What might happen when you hear that person speak, as rage rises in you, if you meet that fear, and touch it with a bit of compassion? Then you know you are BOTH feeling fear, and see his _________ (you fill in the blank) in a new light: not "He SHOULDN'T feel __________!" but "WHY does he feel ________? What are his fears?"

Can you accept that if another’s prejudice arouses rage in you, you also have fears? Can you meet fear, not with rage, but with the openhearted question, "What are MY fears? Why does his speech arouse so much anger in me?"

As compassion leads you to hear his fear, then communication becomes possible. The basis of compassion is learning to watch fear and anger responses arise in yourself, and ask without judgment, "What is this anger?" Until you can be compassionate to yourself, you cannot be compassionate toward another. Such compassion is the only REAL basis for world peace. So this is a vital lesson that all of you are learning, to relate differently to yourselves and to each other than you have in the past, to begin to notice how anger arises, to begin to let go of the judgment of yourself for being angry.

I said, earlier, there are two different issues; the emotion itself, and your relationship to that emotion. Part of what you're learning is to change your relationship to that emotion, to feel a sense of peace with whatever is coming through. You can't control your experiences in large part.

Something wonderful begins to happen as you move from feeling anger, and self-hatred about that anger, to feeling anger, and feeling a calm acceptance. "Here's anger. It will come, and then it will have passed." We call this equanimity toward emotions.

With that compassion for yourself, you begin to see another's anger or emotions differently. That being is feeling anger. Suddenly, you no longer need to control your angry response towards them and say, "I'm not going to let myself get angry." There's a shift within you.
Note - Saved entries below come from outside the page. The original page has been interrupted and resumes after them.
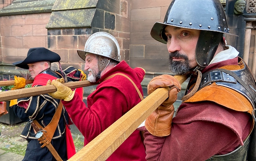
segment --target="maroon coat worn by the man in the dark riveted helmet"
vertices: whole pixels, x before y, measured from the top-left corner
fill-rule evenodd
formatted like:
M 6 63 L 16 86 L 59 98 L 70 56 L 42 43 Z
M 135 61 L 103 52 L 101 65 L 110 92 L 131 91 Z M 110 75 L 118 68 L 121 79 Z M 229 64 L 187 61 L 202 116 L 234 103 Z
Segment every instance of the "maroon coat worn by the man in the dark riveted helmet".
M 226 65 L 237 65 L 238 59 L 213 63 L 202 73 Z M 226 96 L 230 97 L 231 96 Z M 205 161 L 215 154 L 227 154 L 243 144 L 252 126 L 247 112 L 231 110 L 211 101 L 182 103 L 172 120 L 167 137 L 144 133 L 146 159 L 150 161 Z M 146 128 L 144 129 L 146 130 Z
When you see another feeling anger, a great sense of compassion arises in you when you see the depth of their pain! You genuinely don't feel angry. You are getting free from your automatic responses and creating a new pattern for yourself, a new way of being with intense emotions, a new way of being at peace within yourself. You're learning that your inner peace doesn't depend on external circumstances, but comes from within. And that is a wonderful piece of learning.

This life is your teacher. Anger offers the most energy, when it is transformed to compassion and to recognition of your oneness with all.

You cannot transcend what you don't accept. When you find compassion for all the intense emotions in yourself, that ACCEPTANCE is what leads you to compassion for another. Then you find that the same catalyst that led to rage simply leads you to an open hearted look at the situations that confront you.

An evolution awaits all those who are willing to humble themselves and ‘let go’ of what they know. For, it is only in ‘letting go’ that one may become ‘open like a child’ and receive world-altering grace. With that said, I invite you to empty your cup of all you ‘know’, or ‘think you know’, so that you may make room for the possibility of new understanding.